Saturday, August 10, 2013

[5 minute Friday] Lonely

 Lonely.
Lonely is a sad word.
Lonely.
Lonely is that empty arm, the lopsided family missing its boy.
Lonely.
My heart.  It's lonely too.
Attending the temple last night without Luke.
That was lonely.
It's not the same without my other half.
Just like McKayslin is not the same without her other half.
We miss our boy.
Lonely.
Yet in loneliness I find solace.
Time to reflect.
To pray.
To search.
And I find answers.
Peace.
Comfort.
Strength.

Lonely.


Five Minute Friday

Wednesday, August 7, 2013

[August 7, 2013]

August 7, 2013
28 weeks

Hey, pal!  

Sorry I'm a day late.  
I just couldn't sit down and write anything out yesterday.  

Too much emotion.  
Too much pain.  
Too much anger.  
Too much guilt.  

Everything was just too much.

I think I've hit the guilt and anger phase of grief, because let me tell you, I am mad about every.single.thing.  And every memory that crosses my mind is laced with guilt.  There was always more that could have been done, should have been done.  I should have said/done this or that instead of what I did.  I hate feeling this way.  I hate that my tears are tears of anger and guilt instead of tears of sadness.  

Don't get me wrong, those tears are there too.  Plenty of them.  

Monday night was so hard.  I'm not exactly sure how I made it this far, past your first birthday in heaven and the 6 month mark of you being gone, up to now and am just now completely falling apart?!

Is it that school starts in just over 2 weeks?  Is it that Grammy's surgery and consequent care bring back so many emotions and memories?  Is is that I just need to sleep more?  Eat better?  Take care of myself a little bit?  Probably all of that.  And then some.
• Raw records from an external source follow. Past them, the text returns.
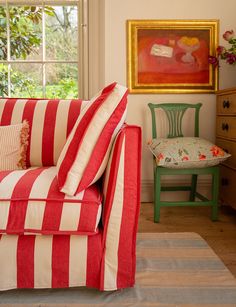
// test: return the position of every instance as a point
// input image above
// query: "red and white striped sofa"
(49, 239)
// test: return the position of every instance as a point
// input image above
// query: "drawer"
(230, 147)
(226, 127)
(226, 104)
(227, 186)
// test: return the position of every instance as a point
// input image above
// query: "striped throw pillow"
(85, 154)
(13, 146)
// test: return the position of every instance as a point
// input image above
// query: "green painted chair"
(175, 113)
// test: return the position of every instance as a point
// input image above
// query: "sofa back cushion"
(86, 152)
(50, 122)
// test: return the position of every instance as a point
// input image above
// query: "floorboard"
(220, 235)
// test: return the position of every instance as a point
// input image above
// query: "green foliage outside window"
(26, 43)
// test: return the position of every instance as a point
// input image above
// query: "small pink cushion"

I know that you're close because I feel you here, arms around me, telling me that I am good enough.  
That I did enough.  
That I am enough.  

Yet, Satan has a pretty strong hold on me this week and I am doubting every.single.thing that I know.  When I get to my lowest point each night, lying in bed, crying myself to sleep, I am blessed with the tender mercies of feeling you near and hearing the words spoken during a priesthood blessing when I was told that I understood better than most the importance of spending time with my children and that because of that understanding, my children knew how much I loved them.  




I hear that, and yet I still question.  I feel so weak...

15 years ago today, Daddy and I were married, sealed for time and all eternity.  How grateful I am for that.  To know that you and McKayslin are part of our forever family.  

I love you son!  
Don't give up on me.  
I'll be okay.  
Promise.  

What was that you made us agree to?  
5 to be mad, 5 to be sad, then suck it up and get on with life?!  

Well, my 5 to be mad, 5 to be sad may be days instead of minutes this month, but I won't back out on my agreement with you.  

I love you forever.  
Thanks for loving me right back.

Big mom hugs and big mom kisses coming your way...

Love you LOVE YOU!

Love,

Mom

Friday, August 2, 2013

[5 Minute Friday] Story

What is my story?  I am a daughter, a friend, a wife, a mother, a teacher, a writer, a crafter, a pianist,  a faithful LDS woman striving to live, learn, love, serve, and grow.

Each of my stories is as important as the other.  Each deserves time to be in the spotlight. There are high points and low points in each story.  Some stories have incredible high points and others have devastating low points.

Each story mixes and mingles with the other to create the story of me.

My stories change a little each day as I learn, grow, plan, practice, and love.

The story I love best is the story of me as a mom - it is my story of love, of faith, of understanding, of compassion, of service, and of learning that I’m stronger than I ever thought possible.  But that story begins right at the beginning, and carries through the lowest low I've ever lived.  How is it possible that my most loved story and my most heartbreaking story coexist in the same chapter?  How is it that these lessons and this strength came at such an enormous cost? 


One day I’ll understand my whole story – that grand plan orchestrated by a loving Heavenly Father.  But, for now, I’ll live my story the best way I know.  I’ll learn and love and serve and believe.  Because this story, my story, is one worth sharing, and one worth living well.